闘魂が、燃え尽きた――。
10月1日、アントニオ猪木さんが息を引き取った。
「'18年に発症した『全身性アミロイドーシス』という数万人に1人が発症するといわれる難病と闘い続けていました。入院ではなく自宅で療養をしており、亡くなる数日前も今後の“事業”についてスタッフと話していたそうです」(スポーツ紙記者)
最後のテレビ出演は、8月28日に放送された日本テレビ系『24時間テレビ45』。二宮和也が押す車いすに乗って、東京・国技館のステージに姿を見せた。
体調について聞かれると、
「見たとおり、必死に頑張っています。本当は起きられる状態ではないのですが、こうやって、みなさんにお会いすることで、私も元気をもらっています」
と答えていた。
「プロレスラーや政治家として“現役”だったころの姿から、だいぶやせ衰えていましたが、それでも猪木さんは闘病の様子をユーチューブやドキュメンタリー番組で公開していました。闘病生活で身長が10センチほど縮んでいたようで、今年3月には“死亡説”が流れたことも。それでも猪木さんは“元気だ!”ということを自分から伝えたくて、できるだけマスコミの取材にも応えていました」(テレビ局関係者)

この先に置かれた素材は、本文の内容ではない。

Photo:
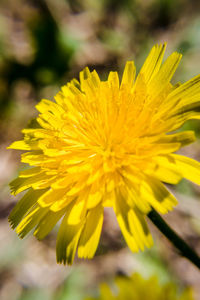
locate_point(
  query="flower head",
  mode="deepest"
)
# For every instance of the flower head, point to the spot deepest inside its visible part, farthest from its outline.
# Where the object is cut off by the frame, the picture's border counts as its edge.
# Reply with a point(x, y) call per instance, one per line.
point(106, 143)
point(136, 288)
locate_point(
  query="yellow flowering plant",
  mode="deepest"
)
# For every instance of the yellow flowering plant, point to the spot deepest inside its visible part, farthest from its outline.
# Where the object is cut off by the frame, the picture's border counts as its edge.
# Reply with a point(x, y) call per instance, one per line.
point(106, 144)
point(137, 288)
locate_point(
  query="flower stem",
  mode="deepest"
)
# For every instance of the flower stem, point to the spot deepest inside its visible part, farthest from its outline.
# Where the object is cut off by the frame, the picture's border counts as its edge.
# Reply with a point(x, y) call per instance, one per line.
point(173, 237)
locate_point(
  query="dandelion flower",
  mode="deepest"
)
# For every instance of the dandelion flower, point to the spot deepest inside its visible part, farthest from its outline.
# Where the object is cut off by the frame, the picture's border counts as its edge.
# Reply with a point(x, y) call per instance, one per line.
point(137, 288)
point(106, 144)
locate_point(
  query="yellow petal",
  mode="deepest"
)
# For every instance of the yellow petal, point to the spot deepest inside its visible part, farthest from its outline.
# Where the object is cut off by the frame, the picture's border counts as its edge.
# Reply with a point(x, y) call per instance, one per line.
point(90, 236)
point(121, 210)
point(153, 62)
point(183, 138)
point(164, 75)
point(23, 206)
point(31, 220)
point(188, 167)
point(128, 74)
point(67, 240)
point(157, 195)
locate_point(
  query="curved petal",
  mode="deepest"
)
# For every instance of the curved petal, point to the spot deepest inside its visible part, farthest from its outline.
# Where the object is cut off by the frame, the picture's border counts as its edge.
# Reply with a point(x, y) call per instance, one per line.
point(90, 236)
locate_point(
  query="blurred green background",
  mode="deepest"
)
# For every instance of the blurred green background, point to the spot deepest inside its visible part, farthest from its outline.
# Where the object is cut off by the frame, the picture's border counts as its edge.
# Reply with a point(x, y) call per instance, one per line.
point(43, 44)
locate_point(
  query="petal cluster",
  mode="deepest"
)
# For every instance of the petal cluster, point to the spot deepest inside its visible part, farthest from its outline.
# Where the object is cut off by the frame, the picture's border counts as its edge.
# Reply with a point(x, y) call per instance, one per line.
point(106, 144)
point(135, 287)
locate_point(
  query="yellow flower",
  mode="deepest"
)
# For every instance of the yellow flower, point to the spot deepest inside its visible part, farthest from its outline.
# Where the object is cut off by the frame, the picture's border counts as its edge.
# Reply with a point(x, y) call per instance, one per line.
point(106, 144)
point(138, 288)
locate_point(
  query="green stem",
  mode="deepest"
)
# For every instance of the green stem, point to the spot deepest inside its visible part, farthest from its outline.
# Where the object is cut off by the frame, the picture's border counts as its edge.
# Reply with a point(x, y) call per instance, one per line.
point(173, 237)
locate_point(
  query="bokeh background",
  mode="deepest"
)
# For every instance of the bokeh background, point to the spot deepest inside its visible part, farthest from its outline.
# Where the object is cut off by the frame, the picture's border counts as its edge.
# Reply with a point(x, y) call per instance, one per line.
point(43, 44)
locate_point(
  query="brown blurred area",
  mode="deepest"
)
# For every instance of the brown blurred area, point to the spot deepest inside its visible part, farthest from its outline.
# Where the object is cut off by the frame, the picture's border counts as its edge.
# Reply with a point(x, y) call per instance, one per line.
point(45, 43)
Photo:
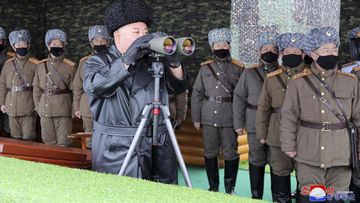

弱った姿を晒すことも躊躇しなかったという猪木さん。いいことも、悪いことも、すべてオープンにするのが信条だったという。
「闘病の様子を公開したのは“アントニオ猪木だって、こんなにもろくて弱いこともある、ひとりの人間なんだ”というのを多くの人に見てもらい、治療法が確立されておらず、何の薬を飲めばいいかもわからない難病が認知されて、少しでも研究が進むきっかけになればいいとも話していました」(同・テレビ局関係者)
そのポリシーは、過去の発言からも一貫している。
「プロレスとは、それを通じて終生、大衆に尽くすもの」
そう、事あるごとに語る一方で、'14年の『週刊女性』インタビューで、こうも語っていた。
《ファンに対して虚像ではなく、あるがままでありたい。リングの上からだけでなく、客席からも自分自身を見つめられるヒーローでありたい》
数々の伝説を残しながら、まっすぐ、あるがままであることを自分に課していた。
墓石はラジウム鉱石で作りたいね
葬儀やお別れの会について事務所に問い合わせると、
「現時点では何も決まっておらず、これからいろいろと決めていく予定です」
とのことだったが、猪木さんは前述した『週刊女性』インタビューで、自分の墓について、こんなプランを明かしていた。
《墓石はオーストリアのラジウム鉱石で作りたいね。有名なパワーストーンなんですよ。猪木の墓にくれば元気になれるって話題になるでしょ?》
サービス精神という言葉では物足りない、大きな愛を貫いた人だった。